Beijos, aglomerações, consumo de álcool e poucas horas de sono podem aumentar o risco de infecções bucais durante o Carnaval. O contato intenso entre pessoas favorece a troca de saliva e, aliado à queda da imunidade, cria um ambiente propício para o surgimento de doenças na cavidade oral.
Segundo a cirurgiã-dentista e professora de Odontologia da Estácio Laís Guimarães, o beijo é uma das principais formas de transmissão de microrganismos. “Associado ao cansaço físico, à desidratação, ao consumo excessivo de bebidas alcoólicas e à queda da imunidade, esse contato cria um cenário propício para infecções bucais”, explica.
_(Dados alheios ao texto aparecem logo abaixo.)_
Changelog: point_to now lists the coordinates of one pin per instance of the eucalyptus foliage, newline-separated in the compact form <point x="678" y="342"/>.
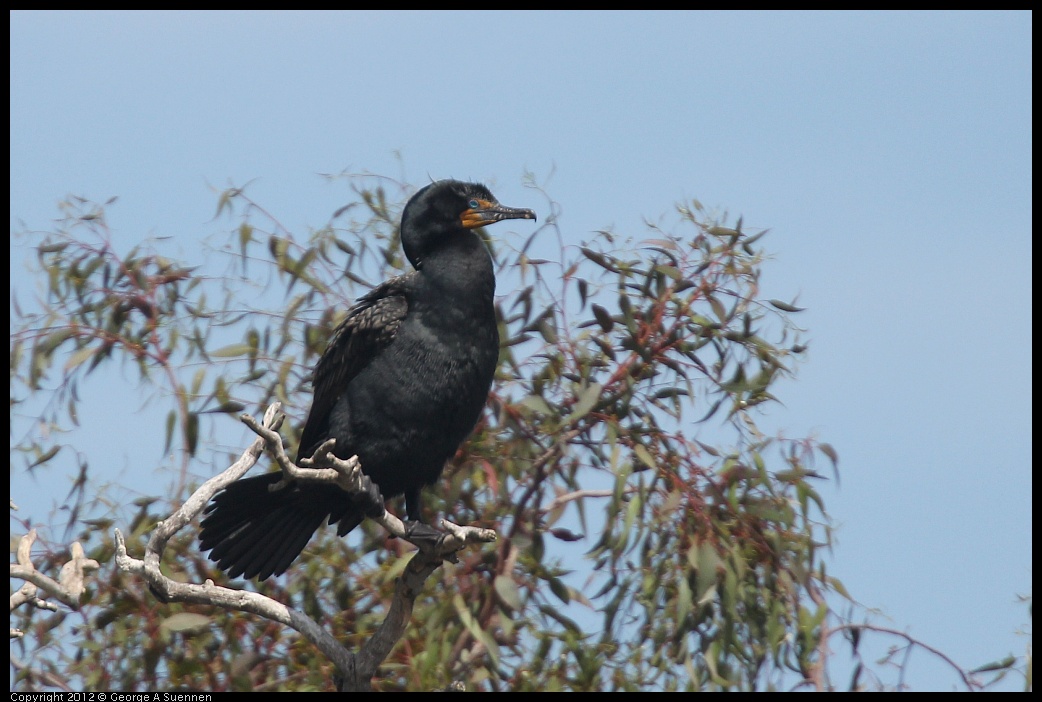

Entre as condições mais comuns está o herpes simples labial, causado pelo vírus HSV-1. O vírus pode permanecer no organismo e ser reativado em momentos de estresse e baixa imunidade, situações frequentes durante a folia. “Lesões ativas são altamente transmissíveis. Por isso, o ideal é evitar beijos e procurar orientação profissional ao perceber os primeiros sinais”, alerta.
Outra infecção associada à troca de saliva é a mononucleose infecciosa, conhecida como “doença do beijo”. Embora não seja exclusivamente oral, pode começar com sintomas na garganta, como dor e inflamação. A candidíase oral também pode surgir ou se agravar nesse período, especialmente em pessoas desidratadas ou que consomem muito álcool. Placas esbranquiçadas, áreas avermelhadas e ardência na boca são sinais que exigem avaliação profissional.
Após o Carnaval, também é comum o aumento de aftas, lesões traumáticas, gengivite e mau hálito. A combinação de higiene bucal inadequada com consumo frequente de açúcar e bebidas alcoólicas favorece inflamações e sangramentos gengivais.
A orientação é manter a rotina de escovação, usar fio dental diariamente, beber bastante água e evitar compartilhar objetos pessoais. “Manter a escovação regular, usar fio dental, hidratar-se bem, evitar compartilhar objetos e redobrar o cuidado ao perceber qualquer lesão na boca são medidas simples que fazem toda a diferença”, reforça a especialista.